The fighting in Zabadani, a town near Damascus and the last rebel stronghold in the area, is part of the larger battle for control of the mountainous Qalamoun region, stretching from the Syrian capital to the border with Lebanon.
President Bashar Assad's forces, backed by Lebanese militant Hezbollah fighters, launched an offensive in Qalamoun in mid-November, ousting rebels from the area and cutting their supply routes from Lebanon.
According to the Britain-based Syrian Observatory for Human Rights, which gathers reports from opposition activists on the ground, the latest bout of clashes killed 14 rebels and an unknown number of soldiers. The Syrian government does not publicize its casualty figures in the 3-year-old conflict.
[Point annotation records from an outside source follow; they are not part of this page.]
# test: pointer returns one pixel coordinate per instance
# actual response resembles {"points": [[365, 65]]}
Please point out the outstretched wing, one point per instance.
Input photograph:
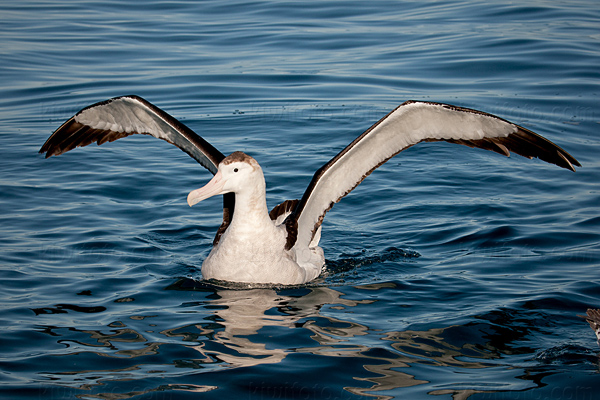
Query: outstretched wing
{"points": [[122, 116], [411, 123]]}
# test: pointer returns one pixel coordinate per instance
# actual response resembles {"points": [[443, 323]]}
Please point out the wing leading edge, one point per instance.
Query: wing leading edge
{"points": [[411, 123]]}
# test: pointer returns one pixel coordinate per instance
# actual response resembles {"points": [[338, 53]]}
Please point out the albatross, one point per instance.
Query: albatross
{"points": [[253, 245]]}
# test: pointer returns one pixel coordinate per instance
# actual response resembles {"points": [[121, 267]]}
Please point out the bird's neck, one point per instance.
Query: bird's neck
{"points": [[251, 208]]}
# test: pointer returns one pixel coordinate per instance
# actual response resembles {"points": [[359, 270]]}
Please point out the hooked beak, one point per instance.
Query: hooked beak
{"points": [[212, 188]]}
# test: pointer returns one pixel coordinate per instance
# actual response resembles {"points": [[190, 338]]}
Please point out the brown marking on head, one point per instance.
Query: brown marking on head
{"points": [[239, 156]]}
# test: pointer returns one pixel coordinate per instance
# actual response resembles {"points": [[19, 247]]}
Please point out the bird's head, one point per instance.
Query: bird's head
{"points": [[237, 172]]}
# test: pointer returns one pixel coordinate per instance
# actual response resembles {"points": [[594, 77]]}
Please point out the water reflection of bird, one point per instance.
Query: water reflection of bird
{"points": [[255, 246]]}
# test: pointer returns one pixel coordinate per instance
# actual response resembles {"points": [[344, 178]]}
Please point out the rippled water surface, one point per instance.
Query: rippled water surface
{"points": [[452, 273]]}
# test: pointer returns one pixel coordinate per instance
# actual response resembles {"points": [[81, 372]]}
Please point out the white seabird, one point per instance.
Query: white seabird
{"points": [[281, 247], [593, 318]]}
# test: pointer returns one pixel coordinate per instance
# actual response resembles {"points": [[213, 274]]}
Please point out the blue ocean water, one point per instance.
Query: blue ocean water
{"points": [[452, 273]]}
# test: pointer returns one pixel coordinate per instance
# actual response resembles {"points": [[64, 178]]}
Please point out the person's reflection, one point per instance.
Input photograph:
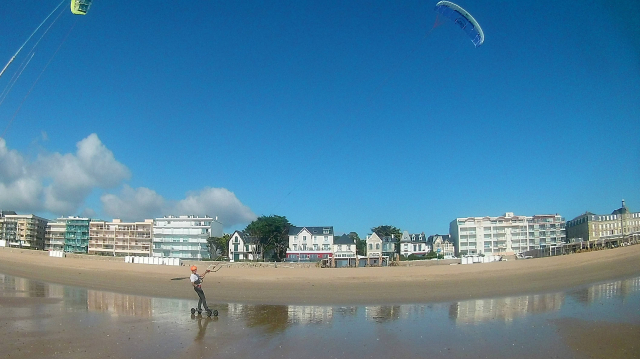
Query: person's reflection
{"points": [[202, 325]]}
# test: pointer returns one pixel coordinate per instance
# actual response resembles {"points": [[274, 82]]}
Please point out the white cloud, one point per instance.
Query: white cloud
{"points": [[142, 203], [134, 204], [57, 183], [216, 202]]}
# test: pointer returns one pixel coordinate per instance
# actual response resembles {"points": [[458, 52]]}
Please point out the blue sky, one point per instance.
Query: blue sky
{"points": [[350, 114]]}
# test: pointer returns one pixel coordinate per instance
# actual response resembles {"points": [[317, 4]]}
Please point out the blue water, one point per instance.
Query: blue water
{"points": [[40, 319]]}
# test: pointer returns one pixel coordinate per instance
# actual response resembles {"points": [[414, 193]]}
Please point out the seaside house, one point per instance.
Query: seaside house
{"points": [[184, 236], [507, 234], [442, 245], [310, 243], [415, 244], [379, 250], [117, 238], [69, 234], [344, 251], [620, 226], [243, 247], [22, 230]]}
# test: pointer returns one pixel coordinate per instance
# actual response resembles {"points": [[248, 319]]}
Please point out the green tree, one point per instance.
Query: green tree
{"points": [[388, 231], [272, 233], [361, 244], [218, 246]]}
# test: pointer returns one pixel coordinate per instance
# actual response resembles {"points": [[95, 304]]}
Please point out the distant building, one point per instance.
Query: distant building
{"points": [[593, 227], [22, 230], [414, 244], [184, 236], [7, 229], [380, 250], [344, 251], [508, 234], [70, 234], [54, 237], [242, 247], [442, 245], [310, 243], [117, 238]]}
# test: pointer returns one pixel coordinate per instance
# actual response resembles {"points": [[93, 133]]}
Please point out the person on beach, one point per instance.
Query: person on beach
{"points": [[196, 281]]}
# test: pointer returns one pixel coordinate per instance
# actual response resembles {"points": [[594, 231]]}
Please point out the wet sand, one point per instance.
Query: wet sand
{"points": [[330, 286]]}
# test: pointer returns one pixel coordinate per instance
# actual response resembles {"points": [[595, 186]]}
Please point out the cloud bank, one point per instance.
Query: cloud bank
{"points": [[60, 184]]}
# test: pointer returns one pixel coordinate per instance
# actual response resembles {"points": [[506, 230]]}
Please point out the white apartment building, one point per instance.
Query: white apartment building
{"points": [[23, 231], [184, 236], [54, 238], [310, 243], [117, 238], [508, 234]]}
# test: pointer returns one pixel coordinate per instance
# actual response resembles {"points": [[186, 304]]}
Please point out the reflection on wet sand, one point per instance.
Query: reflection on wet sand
{"points": [[504, 309], [40, 320], [599, 292], [275, 318]]}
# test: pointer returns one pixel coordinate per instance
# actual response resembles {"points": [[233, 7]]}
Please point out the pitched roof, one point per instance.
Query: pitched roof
{"points": [[344, 239], [313, 230]]}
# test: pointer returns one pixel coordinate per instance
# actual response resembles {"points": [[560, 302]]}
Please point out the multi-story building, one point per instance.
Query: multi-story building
{"points": [[380, 249], [506, 234], [310, 243], [72, 231], [54, 237], [415, 244], [23, 230], [442, 245], [184, 236], [117, 238], [621, 223], [7, 229], [242, 247], [344, 251]]}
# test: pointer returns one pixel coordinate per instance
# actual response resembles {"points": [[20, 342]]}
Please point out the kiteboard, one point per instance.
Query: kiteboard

Rebels in the area have been firing mortars into the capital, the seat of Assad's government. While mortar attacks have subsided since the fall of two opposition strongholds in Qalamoun, rebels are still able to strike the heart of the capital and other cities.
Syrian state news agency SANA said mortar fire killed a man and wounded two teachers Thursday in central Damascus. Mortar fire in the town of Jaramana just outside the city killed a child and wounded 22 people, the agency said.
"The deliberate targeting of civilians is a war crime, and if carried out in a widespread or systematic way amounts to crimes against humanity," the group said. It called on the UN Security Council, which has been unable to stop the conflict in Syria, to impose an arms embargo on any groups implicated in systematic human rights abuses, including the Syrian government.